カリフォルニア州政府機関「CalRecycle」によると、カリフォルニア州民が出すごみの半分以上は有機物で、とくに生ごみや庭のごみが多いという。これらの多くが埋立地に埋められてきた。だが2016年に、土壌の改善や干ばつ対策、温室効果ガス削減などを目的に、今回の法律が成立した。

規制の対象となるのは、未使用の食品、コーヒーかす、卵の殻、バナナの皮、その他の残飯だ。それらをコンポストに入れ、堆肥化しなければならない。

適切に分別しない場合、1日あたり最大で500ドル(約57,000円)の罰金が科される。自治体や都市が違反した場合は、1回の違反につき1日1万ドル(約110,000円)の罰金を求められる可能性がある。

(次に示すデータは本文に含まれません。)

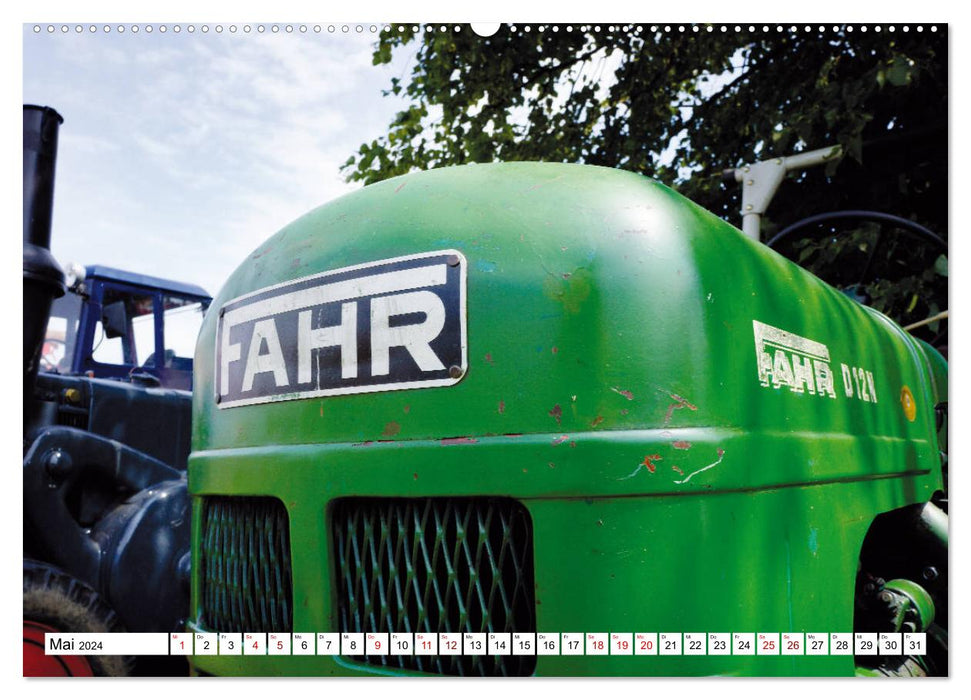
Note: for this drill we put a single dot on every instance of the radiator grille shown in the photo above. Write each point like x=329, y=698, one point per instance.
x=245, y=562
x=436, y=565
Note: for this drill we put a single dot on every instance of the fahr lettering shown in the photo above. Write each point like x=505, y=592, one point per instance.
x=387, y=325
x=266, y=356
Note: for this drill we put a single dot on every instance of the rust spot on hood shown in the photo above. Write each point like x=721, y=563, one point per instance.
x=679, y=403
x=649, y=462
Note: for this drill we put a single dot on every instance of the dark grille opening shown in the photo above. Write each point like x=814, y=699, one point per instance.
x=436, y=565
x=245, y=562
x=72, y=417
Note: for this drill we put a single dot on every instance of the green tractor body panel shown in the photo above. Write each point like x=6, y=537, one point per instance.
x=699, y=431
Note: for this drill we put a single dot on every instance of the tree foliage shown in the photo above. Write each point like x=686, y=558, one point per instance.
x=682, y=106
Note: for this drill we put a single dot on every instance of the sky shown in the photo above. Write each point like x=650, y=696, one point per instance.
x=181, y=152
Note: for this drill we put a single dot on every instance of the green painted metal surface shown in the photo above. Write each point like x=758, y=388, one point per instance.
x=630, y=367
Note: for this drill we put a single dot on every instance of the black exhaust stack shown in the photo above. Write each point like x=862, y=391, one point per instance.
x=43, y=277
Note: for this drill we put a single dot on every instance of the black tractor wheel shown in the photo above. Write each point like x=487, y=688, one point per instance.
x=55, y=601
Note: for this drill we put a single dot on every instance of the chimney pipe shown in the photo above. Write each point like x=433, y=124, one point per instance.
x=43, y=277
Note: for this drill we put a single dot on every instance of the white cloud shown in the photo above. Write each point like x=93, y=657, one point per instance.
x=181, y=154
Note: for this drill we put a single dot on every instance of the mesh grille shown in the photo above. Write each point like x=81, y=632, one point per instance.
x=436, y=565
x=245, y=558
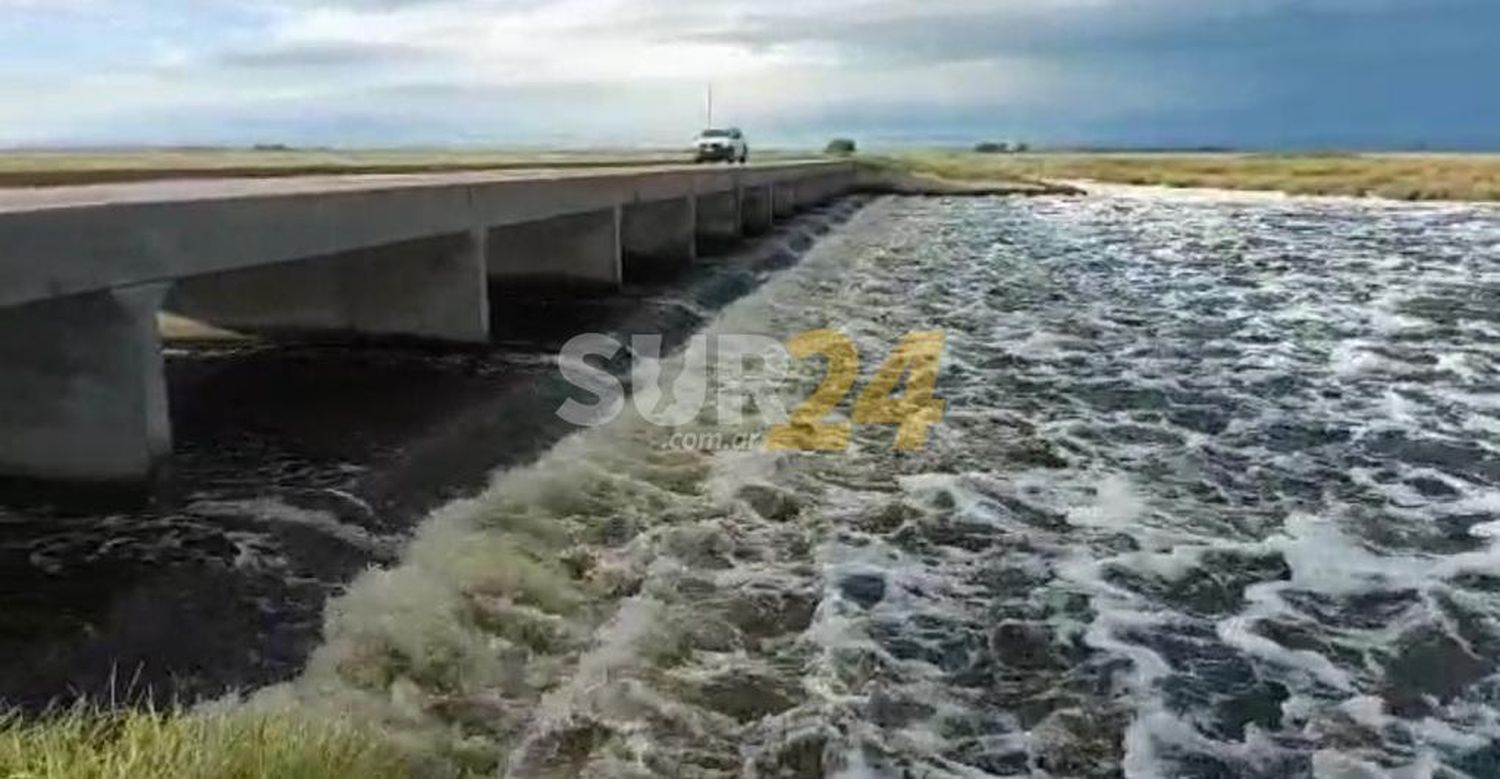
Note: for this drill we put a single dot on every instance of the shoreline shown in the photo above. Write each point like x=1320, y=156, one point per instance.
x=1397, y=179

この新法の目標は、2025年までに生ごみの75%を堆肥化すること。これは、1770万トンの生ごみの削減につながるという。

ただ、州内にはコンポストセンターがなく、生ごみを堆肥化するための大規模施設が50~150か所ほど必要になると、業界関係者は指摘。市民の生ごみ堆肥化をスムーズに行うためには、さらなる施設の整備が必要になる。

生ごみ堆肥化は今後のスタンダードになるか

庭で出るごみや生ごみを埋立地に埋めると、メタンが発生する。メタンは二酸化炭素の80倍もの毒性を持つ超汚染物質であり、強力な温室効果ガスだ。しかも、大気中に急速に拡散するためとくに有害であり、地球温暖化防止を目指すカルフォルニア州は削減のための取り組みを開始することとなる。

また2022年には、プラスチック製造メーカーに対し、リサイクルや再利用が可能な製品か明確にすることを求める法案も検討予定だ。これによって、埋め立てる生ごみやプラスチックごみを大幅に削減できるとみられている。

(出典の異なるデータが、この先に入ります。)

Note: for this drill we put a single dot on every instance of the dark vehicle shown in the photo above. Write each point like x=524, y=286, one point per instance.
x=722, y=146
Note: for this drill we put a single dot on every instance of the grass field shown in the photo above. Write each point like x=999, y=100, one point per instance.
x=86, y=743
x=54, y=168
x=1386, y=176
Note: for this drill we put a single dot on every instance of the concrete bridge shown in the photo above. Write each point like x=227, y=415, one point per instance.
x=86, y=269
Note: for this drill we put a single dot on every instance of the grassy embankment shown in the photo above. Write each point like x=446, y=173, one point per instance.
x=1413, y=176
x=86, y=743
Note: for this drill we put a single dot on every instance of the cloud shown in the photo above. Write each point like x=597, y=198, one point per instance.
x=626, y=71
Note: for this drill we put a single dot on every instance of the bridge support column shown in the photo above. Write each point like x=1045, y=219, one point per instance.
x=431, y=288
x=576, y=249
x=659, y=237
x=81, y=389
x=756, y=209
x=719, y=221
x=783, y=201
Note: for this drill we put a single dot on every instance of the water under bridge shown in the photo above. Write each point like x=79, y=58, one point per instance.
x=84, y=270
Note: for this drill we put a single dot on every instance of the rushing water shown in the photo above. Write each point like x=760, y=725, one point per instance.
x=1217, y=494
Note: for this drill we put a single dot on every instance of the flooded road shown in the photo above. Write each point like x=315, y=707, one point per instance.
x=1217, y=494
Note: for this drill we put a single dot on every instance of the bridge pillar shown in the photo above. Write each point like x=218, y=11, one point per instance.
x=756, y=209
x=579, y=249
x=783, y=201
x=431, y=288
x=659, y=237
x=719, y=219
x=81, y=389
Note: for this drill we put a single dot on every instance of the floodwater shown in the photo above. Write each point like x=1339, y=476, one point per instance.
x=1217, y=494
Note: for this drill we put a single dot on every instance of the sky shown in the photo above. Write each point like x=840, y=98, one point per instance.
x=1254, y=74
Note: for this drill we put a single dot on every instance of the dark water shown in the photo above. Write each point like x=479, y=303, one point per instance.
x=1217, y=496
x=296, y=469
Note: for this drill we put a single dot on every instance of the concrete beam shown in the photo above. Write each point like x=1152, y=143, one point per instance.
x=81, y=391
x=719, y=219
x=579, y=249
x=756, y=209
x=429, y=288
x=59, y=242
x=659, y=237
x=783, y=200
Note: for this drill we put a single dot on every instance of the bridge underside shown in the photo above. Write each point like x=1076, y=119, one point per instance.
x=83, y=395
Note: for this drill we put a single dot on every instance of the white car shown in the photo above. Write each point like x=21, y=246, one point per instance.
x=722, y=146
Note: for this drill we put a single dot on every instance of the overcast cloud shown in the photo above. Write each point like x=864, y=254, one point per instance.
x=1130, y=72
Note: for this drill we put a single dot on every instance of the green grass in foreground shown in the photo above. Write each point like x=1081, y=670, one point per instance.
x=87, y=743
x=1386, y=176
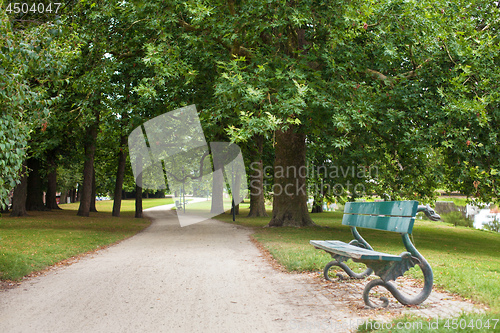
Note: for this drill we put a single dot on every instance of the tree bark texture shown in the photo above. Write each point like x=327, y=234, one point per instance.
x=290, y=192
x=20, y=193
x=120, y=174
x=51, y=197
x=138, y=201
x=257, y=200
x=88, y=168
x=217, y=205
x=93, y=196
x=34, y=198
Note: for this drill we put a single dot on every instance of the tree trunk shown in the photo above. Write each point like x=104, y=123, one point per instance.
x=257, y=201
x=138, y=201
x=88, y=168
x=20, y=193
x=217, y=205
x=236, y=195
x=290, y=192
x=92, y=197
x=120, y=174
x=34, y=198
x=78, y=192
x=51, y=198
x=317, y=205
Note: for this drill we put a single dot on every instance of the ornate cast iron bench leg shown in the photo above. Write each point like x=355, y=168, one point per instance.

アメリカでは2020年より、バーモント州で初めて生ごみ堆肥義務化の法律が施行された。カリフォルニア州は、同様の法律を制定した2番目の州となる。

施行にあたり、コンポスト施設の整備等の課題はあるが、今後は生ごみ堆肥化が世界のスタンダードとなっていく可能性があるだろう。

日本でもコンポストで堆肥化をはじめよう

トートバッグ型のコンポスト

日本でも、家庭で出る生ごみを堆肥化して、ごみを減らすことはできる。できた堆肥はガーデニングなどに利用できて、便利だ。自宅に庭がなくても、ベランダなどに置いて使えるトートバッグ型のコンポストなどを利用して、ごみの削減を試みてはいかがだろう。

※掲載している情報は、2022年1月1日時点のものです。